Strong v. Am. Cyanamid Co., 261 S.W.3d 493, 525 (Mo.App. E.D.2007). “Additionally, a constitutional challenge to a statute must not only have been presented to the trial court, but the trial court must have ruled thereon.” S.A. v. Miller, 248 S.W.3d 96, 101 (Mo.App. W.D.2008)(internal quotes and citation omitted). “ ‘An attack on the constitutionality of a statute is of such dignity and importance that the record touching such issues should be fully developed and not raised as an afterthought in a post-trial motion or on appeal.’ ” Strong, 261 S.W.3d at 525 (quoting Land Clearance for Redev. Auth. of Kansas City, Mo. v. Kan. Univ. Endowment Ass’n, 805 S.W.2d 173, 176 (Mo. banc 1991)). “The purpose of this requirement is to give the trial court an opportunity to fairly identify and rule on the issues and to prevent surprise to the opposing party.” S.A., 248 S.W.3d at 101 (internal quotes and citation omitted).

It is questionable whether Father preserved his procedural and substantive due process claims for appellate review.

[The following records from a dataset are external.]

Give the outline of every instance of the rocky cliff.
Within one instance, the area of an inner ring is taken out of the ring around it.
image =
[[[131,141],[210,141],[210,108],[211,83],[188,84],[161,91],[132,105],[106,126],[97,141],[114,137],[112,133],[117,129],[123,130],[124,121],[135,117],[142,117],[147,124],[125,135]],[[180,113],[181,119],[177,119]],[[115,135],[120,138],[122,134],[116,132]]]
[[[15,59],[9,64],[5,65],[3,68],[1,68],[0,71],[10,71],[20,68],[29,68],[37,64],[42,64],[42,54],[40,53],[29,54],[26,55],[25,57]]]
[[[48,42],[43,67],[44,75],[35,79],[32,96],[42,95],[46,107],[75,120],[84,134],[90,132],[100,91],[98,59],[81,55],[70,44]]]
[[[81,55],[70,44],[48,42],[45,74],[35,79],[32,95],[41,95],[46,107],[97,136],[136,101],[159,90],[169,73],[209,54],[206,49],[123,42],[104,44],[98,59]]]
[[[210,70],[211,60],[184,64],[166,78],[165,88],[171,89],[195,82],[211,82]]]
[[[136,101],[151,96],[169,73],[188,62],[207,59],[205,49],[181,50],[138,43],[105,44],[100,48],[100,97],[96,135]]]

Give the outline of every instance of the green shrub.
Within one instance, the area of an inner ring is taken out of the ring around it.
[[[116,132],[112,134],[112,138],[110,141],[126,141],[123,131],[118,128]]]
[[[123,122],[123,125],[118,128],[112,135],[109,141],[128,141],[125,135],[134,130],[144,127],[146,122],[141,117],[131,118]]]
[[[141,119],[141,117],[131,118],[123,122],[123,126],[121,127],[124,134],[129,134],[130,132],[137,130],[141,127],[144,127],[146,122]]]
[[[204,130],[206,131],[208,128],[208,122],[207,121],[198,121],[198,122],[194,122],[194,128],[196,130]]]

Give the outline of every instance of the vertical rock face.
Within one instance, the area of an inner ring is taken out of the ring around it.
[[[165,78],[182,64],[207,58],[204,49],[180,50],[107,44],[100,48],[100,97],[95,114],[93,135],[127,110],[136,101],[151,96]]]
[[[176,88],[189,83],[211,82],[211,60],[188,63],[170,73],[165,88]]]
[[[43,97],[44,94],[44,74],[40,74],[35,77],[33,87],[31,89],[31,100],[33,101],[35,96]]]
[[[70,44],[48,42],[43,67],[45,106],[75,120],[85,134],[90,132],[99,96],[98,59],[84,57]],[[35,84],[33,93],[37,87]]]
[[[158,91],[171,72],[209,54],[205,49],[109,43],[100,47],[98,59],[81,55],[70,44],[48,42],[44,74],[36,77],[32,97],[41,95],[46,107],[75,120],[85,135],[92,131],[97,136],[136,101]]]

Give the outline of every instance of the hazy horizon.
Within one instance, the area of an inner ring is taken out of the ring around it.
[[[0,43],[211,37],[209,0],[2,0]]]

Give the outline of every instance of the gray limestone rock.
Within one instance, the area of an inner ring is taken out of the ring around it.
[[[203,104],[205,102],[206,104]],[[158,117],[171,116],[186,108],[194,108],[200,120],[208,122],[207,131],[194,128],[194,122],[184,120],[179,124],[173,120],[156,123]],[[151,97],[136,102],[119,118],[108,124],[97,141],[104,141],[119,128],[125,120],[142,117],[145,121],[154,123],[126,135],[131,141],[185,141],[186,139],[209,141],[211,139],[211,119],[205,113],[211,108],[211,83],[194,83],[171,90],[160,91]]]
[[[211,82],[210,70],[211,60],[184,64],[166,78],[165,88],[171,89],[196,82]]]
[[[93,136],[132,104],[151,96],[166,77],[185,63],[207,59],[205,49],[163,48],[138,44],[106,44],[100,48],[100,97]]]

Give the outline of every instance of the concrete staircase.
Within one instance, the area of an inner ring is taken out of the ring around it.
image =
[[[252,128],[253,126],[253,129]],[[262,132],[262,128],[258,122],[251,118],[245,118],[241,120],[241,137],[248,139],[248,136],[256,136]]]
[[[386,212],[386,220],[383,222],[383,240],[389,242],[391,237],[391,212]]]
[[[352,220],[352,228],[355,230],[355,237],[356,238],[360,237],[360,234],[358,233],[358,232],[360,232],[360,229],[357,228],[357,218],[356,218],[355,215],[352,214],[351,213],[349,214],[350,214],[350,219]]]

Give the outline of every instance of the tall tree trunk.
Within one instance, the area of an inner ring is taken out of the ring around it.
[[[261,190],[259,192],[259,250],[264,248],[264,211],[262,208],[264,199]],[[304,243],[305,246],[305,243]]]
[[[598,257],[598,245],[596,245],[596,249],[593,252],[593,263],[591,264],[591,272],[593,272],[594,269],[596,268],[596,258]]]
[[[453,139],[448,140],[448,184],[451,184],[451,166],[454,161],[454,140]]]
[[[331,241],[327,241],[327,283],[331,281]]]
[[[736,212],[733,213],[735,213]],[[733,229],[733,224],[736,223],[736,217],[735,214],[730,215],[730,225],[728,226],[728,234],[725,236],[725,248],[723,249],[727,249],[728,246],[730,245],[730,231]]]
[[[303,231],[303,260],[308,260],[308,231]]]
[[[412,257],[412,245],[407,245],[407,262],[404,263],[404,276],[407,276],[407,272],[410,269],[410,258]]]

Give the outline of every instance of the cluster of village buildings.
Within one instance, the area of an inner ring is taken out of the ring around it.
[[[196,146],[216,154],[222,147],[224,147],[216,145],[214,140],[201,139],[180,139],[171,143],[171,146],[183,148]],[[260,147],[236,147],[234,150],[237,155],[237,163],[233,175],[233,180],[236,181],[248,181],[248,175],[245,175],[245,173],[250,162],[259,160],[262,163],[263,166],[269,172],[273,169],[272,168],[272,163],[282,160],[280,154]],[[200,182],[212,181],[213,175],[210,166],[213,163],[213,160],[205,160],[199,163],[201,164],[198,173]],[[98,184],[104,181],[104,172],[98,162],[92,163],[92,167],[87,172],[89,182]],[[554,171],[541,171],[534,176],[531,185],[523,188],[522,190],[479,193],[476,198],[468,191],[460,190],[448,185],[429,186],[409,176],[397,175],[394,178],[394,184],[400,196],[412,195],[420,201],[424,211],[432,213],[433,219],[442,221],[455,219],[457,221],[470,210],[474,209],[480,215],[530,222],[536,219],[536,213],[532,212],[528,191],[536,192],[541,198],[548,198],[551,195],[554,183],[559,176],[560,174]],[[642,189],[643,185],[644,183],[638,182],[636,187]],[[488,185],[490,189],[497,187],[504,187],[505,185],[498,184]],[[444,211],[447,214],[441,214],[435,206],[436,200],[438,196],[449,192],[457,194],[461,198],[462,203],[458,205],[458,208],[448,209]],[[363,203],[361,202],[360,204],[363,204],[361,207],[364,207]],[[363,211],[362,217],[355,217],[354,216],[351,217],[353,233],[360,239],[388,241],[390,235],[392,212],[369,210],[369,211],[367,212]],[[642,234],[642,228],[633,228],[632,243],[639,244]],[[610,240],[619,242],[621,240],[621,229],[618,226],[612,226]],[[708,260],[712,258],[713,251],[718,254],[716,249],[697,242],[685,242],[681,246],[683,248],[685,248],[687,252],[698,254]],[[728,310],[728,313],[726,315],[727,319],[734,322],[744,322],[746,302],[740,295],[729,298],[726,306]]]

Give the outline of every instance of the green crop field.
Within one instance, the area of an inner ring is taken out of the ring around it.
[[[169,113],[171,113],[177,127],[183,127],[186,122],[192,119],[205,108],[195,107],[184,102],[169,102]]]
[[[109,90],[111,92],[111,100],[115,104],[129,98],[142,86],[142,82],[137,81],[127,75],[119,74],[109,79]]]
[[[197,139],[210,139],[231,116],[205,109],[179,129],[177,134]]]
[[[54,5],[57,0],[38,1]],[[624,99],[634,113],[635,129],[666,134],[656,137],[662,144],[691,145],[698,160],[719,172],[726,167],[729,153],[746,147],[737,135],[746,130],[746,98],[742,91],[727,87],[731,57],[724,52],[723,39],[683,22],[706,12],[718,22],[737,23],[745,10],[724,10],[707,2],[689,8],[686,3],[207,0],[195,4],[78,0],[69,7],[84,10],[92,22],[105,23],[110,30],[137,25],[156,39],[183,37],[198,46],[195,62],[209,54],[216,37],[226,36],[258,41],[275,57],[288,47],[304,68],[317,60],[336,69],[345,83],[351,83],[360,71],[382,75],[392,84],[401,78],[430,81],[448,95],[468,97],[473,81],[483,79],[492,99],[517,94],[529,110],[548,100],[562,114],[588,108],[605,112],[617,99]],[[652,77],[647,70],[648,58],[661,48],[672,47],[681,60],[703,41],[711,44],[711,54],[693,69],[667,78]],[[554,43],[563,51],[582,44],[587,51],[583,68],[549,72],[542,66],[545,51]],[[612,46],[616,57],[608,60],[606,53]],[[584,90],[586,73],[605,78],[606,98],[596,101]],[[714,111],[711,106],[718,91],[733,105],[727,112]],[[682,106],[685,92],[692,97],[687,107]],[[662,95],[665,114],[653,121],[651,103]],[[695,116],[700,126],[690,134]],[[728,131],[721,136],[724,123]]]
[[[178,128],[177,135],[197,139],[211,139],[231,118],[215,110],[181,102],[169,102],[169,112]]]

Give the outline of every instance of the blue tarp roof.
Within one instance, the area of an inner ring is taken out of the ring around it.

He failed to raise his procedural due process claim in the juvenile court and only vaguely raised his substantive due process claim in his motion for rehearing below. Regardless, the first amended petition seeking to invoke the juvenile court’s jurisdiction under section 211.031.1(1) upon allegations that A.R. was without proper care, custody, and support necessary for his well-being sufficiently notified Father of the pendency of the proceeding. With his appointed attorney, he attended and fully participated in the adjudication and disposition hearing as well as the prior proceedings. He was given the opportunity to cross-examine witnesses and present evidence. To the extent that Father argues that he was denied custody of A.R. without any allegation or finding that he had done anything wrong, that is not what occurred here. As discussed above, the juvenile court exercised its discretion and granted custody of A.R. to the Children’s Division for placement with his grandmother only after examining the evidence of Father’s history of drug abuse, which demonstrated that Father did not meet the condition for placement under the nonoffending parent statute. No constitutional violations occurred here. Point two is denied.

Finally, Father failed to raise his constitutional challenge to section 211.037 in the juvenile court. Accordingly, the claim is not preserved for appellate review. Point four is denied.

The judgment of the juvenile court is affirmed.

All concur.

.The juvenile officer filed a motion, which was taken with the case, to dismiss or in the alternative to strike Father’s brief for failure to comply with the briefing requirements of Rule 84.04. “While not condoning noncompliance with the rules, a court will generally, as a matter of discretion, review on the merits where disposition is not hampered by the rule violations.” Lewis v. Biegel, 204 S.W.3d 354, 364 n. 10 (Mo.App. W.D.2006) (internal quotes and citation omitted). Moreover, an appellate court will generally refrain from dismissing appeals involving child custody on the basis of technical violations. Horinek v. Horinek (In re Marriage of Horinek), 41 S.W.3d 897, 899 n. 2 (Mo.App. S.D.2001). The deficiencies complained of by the juvenile officer do not impede the disposition of this appeal. The motion is denied.

. All statutory references are to RSMo Cum. Supp.2009 unless otherwise indicated.

. Mother was on probation for convictions in Arkansas for robbery and possession of drugs.

. This appeal was originally filed in the Missouri Supreme Court. There, the juvenile officer filed a motion, which was later taken with the case, to dismiss for lack of standing or jurisdiction to invoke the Missouri Supreme Court jurisdiction over the constitutionality of a statute. The Supreme Court transferred the case to this court. The motion to dismiss is denied as moot.